Go back to bastion node
```
exit
```

Node Status: Capacity vs. Allocatable

The result of this configuration is clearly visible in the node’s capacity metrics.

Inspect the node’s resource status:

NODE_NAME=$(oc get nodes -o jsonpath='{.items[0].metadata.name}')
oc describe node $NODE_NAME

After Workload Partitioning

Notice the discrepancy between Capacity and Allocatable. Although the node has 32 CPUs, only 16 are "Allocatable" to standard Kubernetes workloads.

...
Capacity:
  cpu:                                     32
  management.workload.openshift.io/cores:  32k
  memory:                                  65814140Ki
  pods:                                    250
  ...
Allocatable:
  cpu:                                     16
  management.workload.openshift.io/cores:  32k
  memory:                                  64687740Ki
  pods:                                    250
  ...
...

Before Workload Partitioning (Comparison)

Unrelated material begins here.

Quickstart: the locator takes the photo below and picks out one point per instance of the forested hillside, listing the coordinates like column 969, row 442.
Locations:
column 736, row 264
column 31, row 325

For comparison, a standard OpenShift node (without partitioning) would show an Allocatable CPU count nearly equal to its Capacity (e.g., 31.5 cores for a 32-core system), as only a minimal amount is reserved for system overhead.

...
Capacity:
  cpu:                                     32
  ...
Allocatable:
  cpu:                                     31500m
  ...
...

Conclusion

Workload Partitioning transforms OpenShift into a highly deterministic platform suitable for the most demanding edge and telecom environments. By leveraging kernel-level isolation and runtime-level pinning, it provides:

Guaranteed System Stability: The control plane always has its own dedicated hardware resources.
Ultra-Low Jitter: Isolated cores are shielded from kernel housekeeping tasks.
Strict Resource Boundaries: User workloads cannot impact system performance, even under extreme stress.

This concludes the lab on Workload Partitioning. You have successfully configured a cluster to behave as a high-performance, partitioned system and verified its behavior with Pods and Virtual Machines.